In containerized environments such as Kubernetes, the local filesystem of a pod or container is ephemeral. For example, if a pod restarts or is rescheduled, any monitor history logs stored locally are lost. Losing these logs during a critical event prevents the plugin from providing the diagnostic information it’s intended to capture.

To prevent this issue, configure the log-file path to write to a mounted persistent volume (PV). PVs persist data beyond the lifetime of any individual pod in a cluster.
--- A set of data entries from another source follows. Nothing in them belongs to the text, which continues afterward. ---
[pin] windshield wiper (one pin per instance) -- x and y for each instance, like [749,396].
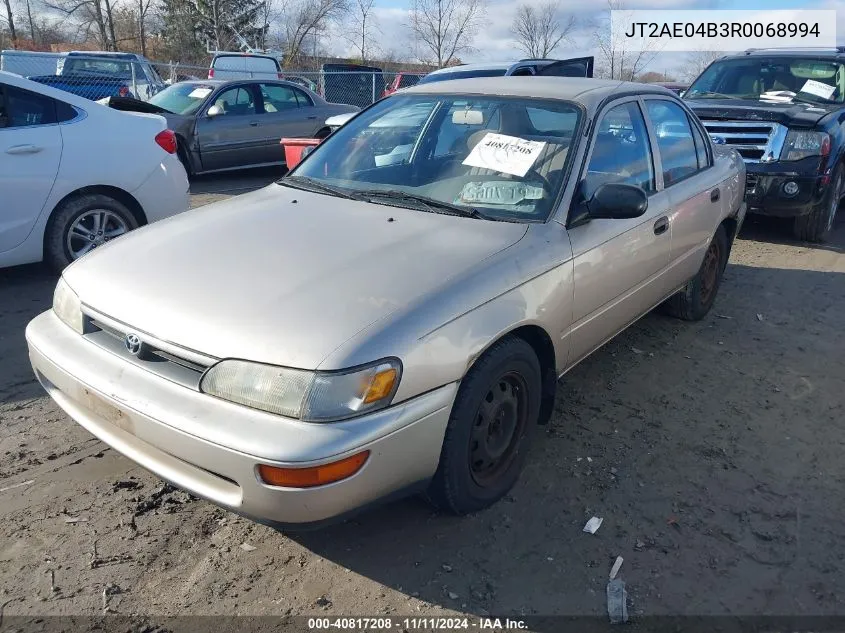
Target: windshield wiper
[431,204]
[304,183]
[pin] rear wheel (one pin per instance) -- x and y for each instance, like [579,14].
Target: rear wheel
[817,225]
[82,224]
[694,301]
[487,438]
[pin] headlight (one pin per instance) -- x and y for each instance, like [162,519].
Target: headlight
[307,395]
[803,143]
[67,306]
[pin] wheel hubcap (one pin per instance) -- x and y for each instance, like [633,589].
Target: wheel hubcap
[92,229]
[498,426]
[710,272]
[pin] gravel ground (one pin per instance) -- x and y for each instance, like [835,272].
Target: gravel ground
[712,450]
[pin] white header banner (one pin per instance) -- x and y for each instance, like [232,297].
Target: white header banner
[729,31]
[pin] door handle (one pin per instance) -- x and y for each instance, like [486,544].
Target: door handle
[24,149]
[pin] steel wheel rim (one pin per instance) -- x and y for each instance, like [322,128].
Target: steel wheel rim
[93,228]
[834,203]
[709,272]
[497,427]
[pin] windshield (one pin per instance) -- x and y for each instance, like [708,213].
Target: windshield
[498,157]
[463,74]
[182,98]
[773,78]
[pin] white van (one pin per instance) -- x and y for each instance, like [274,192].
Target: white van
[244,66]
[29,63]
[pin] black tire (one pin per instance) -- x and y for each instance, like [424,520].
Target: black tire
[694,301]
[510,374]
[816,226]
[57,250]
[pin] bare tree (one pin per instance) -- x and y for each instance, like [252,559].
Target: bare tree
[304,19]
[696,62]
[362,29]
[538,31]
[617,59]
[443,29]
[10,19]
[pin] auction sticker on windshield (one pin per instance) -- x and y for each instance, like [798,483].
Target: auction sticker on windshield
[200,93]
[819,89]
[505,154]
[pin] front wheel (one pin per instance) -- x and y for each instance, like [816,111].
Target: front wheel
[817,225]
[487,438]
[694,301]
[83,224]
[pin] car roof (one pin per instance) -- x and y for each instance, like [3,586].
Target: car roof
[580,89]
[488,66]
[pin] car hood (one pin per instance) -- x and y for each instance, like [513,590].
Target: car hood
[280,276]
[789,114]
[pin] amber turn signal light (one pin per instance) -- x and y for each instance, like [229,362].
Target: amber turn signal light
[314,475]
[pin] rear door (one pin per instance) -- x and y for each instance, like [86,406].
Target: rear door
[233,138]
[288,113]
[575,67]
[619,264]
[30,153]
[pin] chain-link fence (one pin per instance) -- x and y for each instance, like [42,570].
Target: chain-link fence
[99,75]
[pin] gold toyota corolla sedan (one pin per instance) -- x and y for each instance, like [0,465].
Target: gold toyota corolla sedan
[393,315]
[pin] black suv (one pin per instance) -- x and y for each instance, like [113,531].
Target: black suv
[783,111]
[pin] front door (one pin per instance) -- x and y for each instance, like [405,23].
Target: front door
[30,152]
[232,138]
[618,264]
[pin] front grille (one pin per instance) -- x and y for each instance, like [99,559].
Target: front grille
[164,359]
[750,184]
[756,141]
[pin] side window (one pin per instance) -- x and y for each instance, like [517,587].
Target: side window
[621,153]
[303,99]
[700,147]
[278,98]
[674,140]
[21,108]
[237,101]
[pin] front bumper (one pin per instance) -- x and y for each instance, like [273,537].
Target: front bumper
[145,417]
[765,194]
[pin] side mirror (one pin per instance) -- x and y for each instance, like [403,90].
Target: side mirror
[617,201]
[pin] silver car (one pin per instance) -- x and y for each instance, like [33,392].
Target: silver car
[371,327]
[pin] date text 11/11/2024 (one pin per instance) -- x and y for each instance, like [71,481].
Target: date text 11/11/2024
[417,623]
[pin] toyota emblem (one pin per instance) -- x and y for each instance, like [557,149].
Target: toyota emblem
[132,344]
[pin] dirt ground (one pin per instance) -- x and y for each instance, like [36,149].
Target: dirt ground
[712,450]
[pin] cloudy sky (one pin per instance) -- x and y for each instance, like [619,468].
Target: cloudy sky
[495,43]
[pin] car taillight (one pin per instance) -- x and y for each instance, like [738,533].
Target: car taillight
[166,139]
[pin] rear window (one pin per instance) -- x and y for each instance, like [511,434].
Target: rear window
[246,63]
[90,66]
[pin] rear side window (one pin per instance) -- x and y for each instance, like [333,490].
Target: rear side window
[674,140]
[21,108]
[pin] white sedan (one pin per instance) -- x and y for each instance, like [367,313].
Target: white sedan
[75,174]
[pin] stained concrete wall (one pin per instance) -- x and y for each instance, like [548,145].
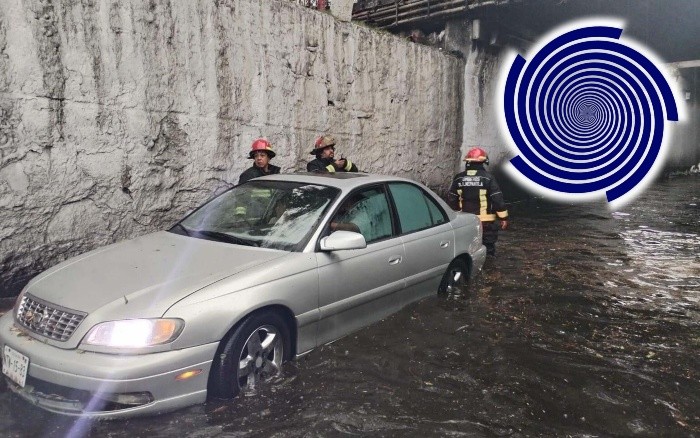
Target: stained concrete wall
[117,116]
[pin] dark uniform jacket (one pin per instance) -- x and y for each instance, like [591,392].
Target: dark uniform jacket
[255,171]
[476,191]
[326,165]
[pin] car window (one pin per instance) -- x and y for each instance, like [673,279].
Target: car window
[268,214]
[366,212]
[416,210]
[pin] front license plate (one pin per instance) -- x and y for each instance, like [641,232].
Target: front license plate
[15,365]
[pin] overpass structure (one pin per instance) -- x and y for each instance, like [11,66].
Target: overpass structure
[480,31]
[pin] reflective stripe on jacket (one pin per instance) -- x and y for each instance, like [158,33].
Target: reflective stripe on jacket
[476,191]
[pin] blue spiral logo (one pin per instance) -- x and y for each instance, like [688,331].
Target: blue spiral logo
[587,113]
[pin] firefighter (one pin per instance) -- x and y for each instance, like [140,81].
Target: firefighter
[324,149]
[261,153]
[476,191]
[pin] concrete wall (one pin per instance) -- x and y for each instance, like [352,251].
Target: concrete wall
[117,116]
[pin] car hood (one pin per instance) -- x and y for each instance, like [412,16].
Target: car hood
[144,276]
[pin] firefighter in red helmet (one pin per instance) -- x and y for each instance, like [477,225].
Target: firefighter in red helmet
[324,149]
[476,191]
[261,153]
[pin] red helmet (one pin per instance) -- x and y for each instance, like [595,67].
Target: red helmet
[261,144]
[477,155]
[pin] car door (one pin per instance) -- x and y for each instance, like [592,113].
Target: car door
[428,239]
[358,287]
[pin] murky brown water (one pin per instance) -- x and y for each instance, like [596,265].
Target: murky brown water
[587,324]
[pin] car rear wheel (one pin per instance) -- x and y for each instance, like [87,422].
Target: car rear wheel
[251,355]
[456,279]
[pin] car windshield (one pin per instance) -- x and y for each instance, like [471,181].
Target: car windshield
[267,214]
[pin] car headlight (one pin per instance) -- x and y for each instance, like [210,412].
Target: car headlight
[134,333]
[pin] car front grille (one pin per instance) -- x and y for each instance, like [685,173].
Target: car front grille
[47,319]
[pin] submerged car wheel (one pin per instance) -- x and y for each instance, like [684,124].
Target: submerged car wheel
[456,278]
[253,353]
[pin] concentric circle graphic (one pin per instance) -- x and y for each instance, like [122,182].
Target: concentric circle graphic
[587,113]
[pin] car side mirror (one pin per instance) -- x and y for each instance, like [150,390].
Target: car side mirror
[340,240]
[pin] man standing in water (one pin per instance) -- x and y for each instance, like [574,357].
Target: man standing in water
[261,152]
[325,161]
[476,191]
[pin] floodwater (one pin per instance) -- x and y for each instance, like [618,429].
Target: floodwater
[586,324]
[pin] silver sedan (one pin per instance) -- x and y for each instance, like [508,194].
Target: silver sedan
[256,276]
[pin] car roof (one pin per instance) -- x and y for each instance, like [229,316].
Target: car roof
[342,180]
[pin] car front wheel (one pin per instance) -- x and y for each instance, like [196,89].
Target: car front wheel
[252,354]
[456,279]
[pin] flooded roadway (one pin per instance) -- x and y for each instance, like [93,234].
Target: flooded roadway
[586,324]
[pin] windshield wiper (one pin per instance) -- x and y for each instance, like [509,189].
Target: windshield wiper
[181,227]
[223,237]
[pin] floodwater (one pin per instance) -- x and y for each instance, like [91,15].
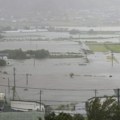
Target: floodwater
[52,76]
[55,74]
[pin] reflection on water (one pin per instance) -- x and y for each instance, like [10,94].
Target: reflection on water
[55,74]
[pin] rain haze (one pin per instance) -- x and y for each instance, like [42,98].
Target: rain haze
[58,54]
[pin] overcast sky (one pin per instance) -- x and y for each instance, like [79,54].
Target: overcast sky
[21,6]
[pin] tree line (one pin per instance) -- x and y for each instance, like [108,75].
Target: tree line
[20,54]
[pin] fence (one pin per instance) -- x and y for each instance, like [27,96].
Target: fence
[21,116]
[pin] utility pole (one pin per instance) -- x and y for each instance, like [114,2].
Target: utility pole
[27,80]
[14,87]
[8,88]
[118,91]
[95,93]
[40,99]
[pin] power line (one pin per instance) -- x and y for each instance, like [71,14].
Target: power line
[47,89]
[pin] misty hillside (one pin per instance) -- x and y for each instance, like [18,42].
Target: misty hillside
[21,7]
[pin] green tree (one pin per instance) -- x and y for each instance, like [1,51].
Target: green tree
[64,116]
[2,62]
[51,116]
[98,109]
[78,117]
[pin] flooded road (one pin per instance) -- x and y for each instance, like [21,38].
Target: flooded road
[55,74]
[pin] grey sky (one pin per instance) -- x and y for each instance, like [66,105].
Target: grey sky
[25,6]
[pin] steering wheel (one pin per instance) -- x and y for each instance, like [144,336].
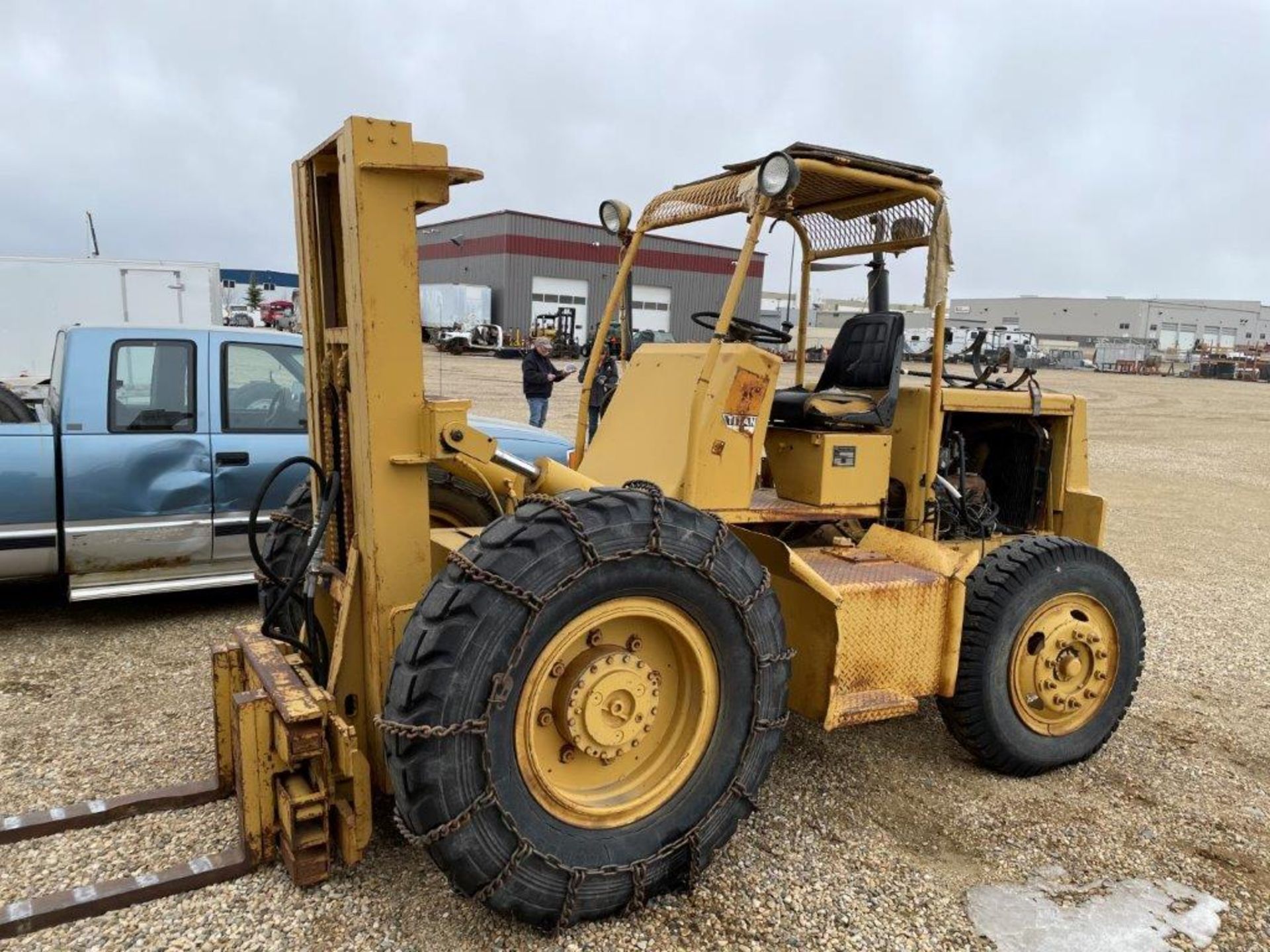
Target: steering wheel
[742,331]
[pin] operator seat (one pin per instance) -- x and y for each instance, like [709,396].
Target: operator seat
[865,357]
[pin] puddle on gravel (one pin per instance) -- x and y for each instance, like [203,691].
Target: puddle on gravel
[1049,914]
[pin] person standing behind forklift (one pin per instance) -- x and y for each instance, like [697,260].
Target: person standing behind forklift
[606,382]
[538,376]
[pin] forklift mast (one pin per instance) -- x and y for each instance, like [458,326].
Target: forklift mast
[357,197]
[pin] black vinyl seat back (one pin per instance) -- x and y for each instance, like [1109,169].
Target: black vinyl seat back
[864,353]
[865,358]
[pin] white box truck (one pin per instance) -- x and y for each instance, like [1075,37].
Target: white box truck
[454,307]
[41,295]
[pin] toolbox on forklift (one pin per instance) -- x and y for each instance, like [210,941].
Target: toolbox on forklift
[574,706]
[827,469]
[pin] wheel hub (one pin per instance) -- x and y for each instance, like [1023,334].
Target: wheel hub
[607,702]
[616,713]
[1064,664]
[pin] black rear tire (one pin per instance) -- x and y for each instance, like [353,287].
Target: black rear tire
[509,852]
[451,502]
[1001,593]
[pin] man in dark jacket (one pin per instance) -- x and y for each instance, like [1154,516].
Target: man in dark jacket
[539,375]
[606,382]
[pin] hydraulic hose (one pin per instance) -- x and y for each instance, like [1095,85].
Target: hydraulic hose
[314,648]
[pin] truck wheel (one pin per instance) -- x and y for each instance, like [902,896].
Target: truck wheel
[13,408]
[451,503]
[454,502]
[586,702]
[1052,649]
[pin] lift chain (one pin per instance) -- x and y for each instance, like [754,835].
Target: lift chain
[689,843]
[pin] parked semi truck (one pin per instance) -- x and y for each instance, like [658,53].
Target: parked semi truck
[41,295]
[136,467]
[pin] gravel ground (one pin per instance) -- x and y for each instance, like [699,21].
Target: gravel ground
[868,838]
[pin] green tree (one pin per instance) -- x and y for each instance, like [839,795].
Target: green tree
[254,295]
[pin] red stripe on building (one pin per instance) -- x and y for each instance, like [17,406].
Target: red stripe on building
[582,252]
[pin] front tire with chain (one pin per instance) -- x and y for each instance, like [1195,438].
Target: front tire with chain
[454,743]
[1052,649]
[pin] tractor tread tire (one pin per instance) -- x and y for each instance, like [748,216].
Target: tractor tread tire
[461,635]
[1007,574]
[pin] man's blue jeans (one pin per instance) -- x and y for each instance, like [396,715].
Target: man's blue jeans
[538,412]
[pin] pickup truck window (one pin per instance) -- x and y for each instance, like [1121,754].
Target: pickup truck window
[262,389]
[151,386]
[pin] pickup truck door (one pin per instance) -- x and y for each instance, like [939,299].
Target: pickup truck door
[259,420]
[136,471]
[28,500]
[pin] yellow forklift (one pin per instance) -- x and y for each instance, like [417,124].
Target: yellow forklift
[574,705]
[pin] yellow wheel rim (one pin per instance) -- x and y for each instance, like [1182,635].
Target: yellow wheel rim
[618,713]
[1064,664]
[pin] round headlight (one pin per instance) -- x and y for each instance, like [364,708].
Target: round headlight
[615,216]
[778,175]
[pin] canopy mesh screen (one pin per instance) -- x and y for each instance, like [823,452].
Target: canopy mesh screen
[840,200]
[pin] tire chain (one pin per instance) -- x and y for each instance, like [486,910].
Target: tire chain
[503,681]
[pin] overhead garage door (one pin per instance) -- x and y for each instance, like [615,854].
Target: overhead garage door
[550,294]
[651,307]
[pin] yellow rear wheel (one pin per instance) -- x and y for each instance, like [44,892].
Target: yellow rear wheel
[1064,664]
[616,713]
[1052,648]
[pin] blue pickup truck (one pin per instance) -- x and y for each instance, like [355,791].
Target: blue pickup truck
[135,469]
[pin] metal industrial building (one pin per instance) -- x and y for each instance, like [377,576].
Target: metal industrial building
[1167,324]
[276,286]
[535,264]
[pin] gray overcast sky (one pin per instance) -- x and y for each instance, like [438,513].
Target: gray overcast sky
[1087,147]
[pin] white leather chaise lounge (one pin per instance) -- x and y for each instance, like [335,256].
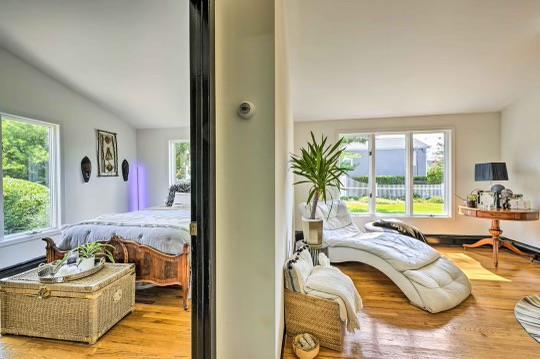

Learn more in Persistent Volumes in the Kubernetes documentation.

Incident reporting

When creating a support ticket for a performance issue or outage, Ping Identity Support typically requests a collect support data bundle. However, during severe incidents, the server might be too unresponsive to run the collect-support-data tool.

If you can’t run collect-support-data during an incident, provide the Monitor History logs covering the time of the incident to your support provider. The detailed view of server state and thread activity in these logs offers insight into what was happening at the time of the incident.